Try running client -debug. It will create a logs-#### directory, and put logfiles in there. Upload one of the logfiles here or pastebin.

jkiliani commented 6 years ago

For CPU only on Mac, you have to modify config.h before compiling lczero. Comment out (or delete, doesn't matter) the two lines

define USE_OPENCL

define USE_OPENCL_SELFCHECK

@killerducky I guess now with FEATURE_USE_CPU_ONLY there's a better way, but how do I trigger than when calling make? Command line option?

anhhuyalex commented 6 years ago

Here's the pastebin of the logfiles https://pastebin.com/dLesjePJ

killerducky commented 6 years ago

Thanks for the logfile.

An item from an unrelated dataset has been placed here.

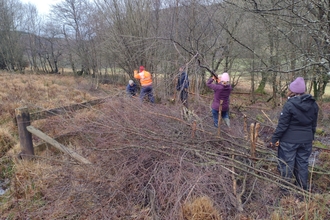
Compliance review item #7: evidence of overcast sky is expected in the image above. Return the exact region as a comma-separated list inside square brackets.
[21, 0, 62, 15]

Unfortunately the debug logs are not done correctly, so I can't see any extra information. I'll update the debug logging later.

In the meantime compile for CPU only as jkiliani says above.

anhhuyalex commented 6 years ago

I tried CPU compile and everything's running smoothly so far! Thanks very much.

IanOsgood commented 6 years ago

I think this was an OpenCL bug for that particular video card (Intel Iris Graphics 6100), not Macs in general. I am on the same generation 15" MacBookPro, running the GPU build just fine on an AMD Radeon R9 M370X for about a 3x speedup compared to using FEATURE_USE_CPU_ONLY.

I think we should change the Mac setup instructions to use the standard Leela compile, only modifying config.h and recompiling if they run into an OpenCL error like this one.